Handel composed Messiah in twenty-four days for the Charitable Musical Society of Dublin. Its premiere performance on 13 April 1742 supported three charities: the Society for Relieving Prisoners, the Charitable Infirmary, and Mercer’s Hospital. “English oratorio performances in this era often aligned with community charity efforts; these un-staged musical settings of religious stories provided an edifying alternative to opera for entertainment during the Lenten season. Annual benefit performances of Messiah for London’s Foundling Hospital from 1750-1777 helped establish its central place in British repertoire.” (Emily C. Hoyer)

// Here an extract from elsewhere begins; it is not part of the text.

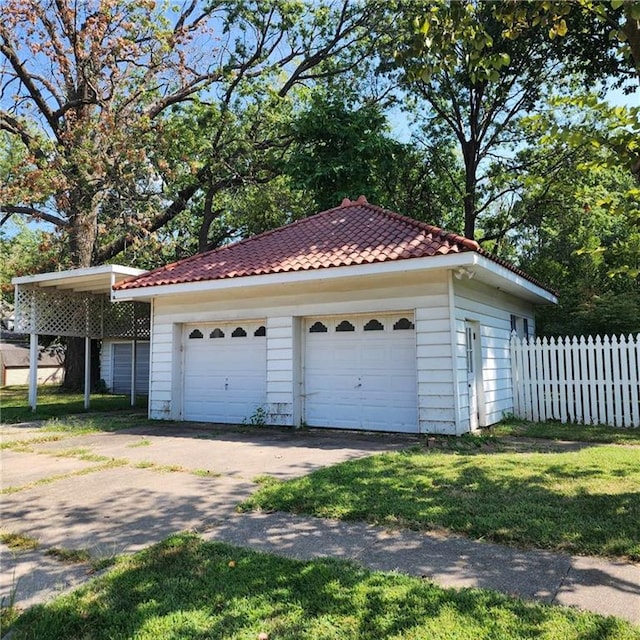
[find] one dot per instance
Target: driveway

As in Handel’s time, we too will present a benefit performance of Messiah. The choir will sing Part One of this amazing work at Music Sunday on December 10. The Special Collection will be used to sponsor several families who are refugees from around the world, and are seeking political asylum in the Newton area. FUUSN has recently joined the Refugee Immigration Ministry (RIM), and its Newton-Brookline cluster of six churches and synagogues. Forty FUUSN members have volunteered for this project, offering services like babysitting, rides, ESL, work mentoring, publicity, etc. Currently, families Cameroon and Ecuador are being sponsored, and a family from Uganda has already “graduated” to work and independent living in Worcester. Three families at FUUSN have offered housing for six months to a year so that additional families can be accepted.

Tax deductible checks should be made out to the Refugee Immigration Ministry (RIM), and the collection will pay for food and other necessities for these refugee families. Please put “Newton-Brookline cluster” on the memo line of your check. Thanks so much for supporting this wonderful project!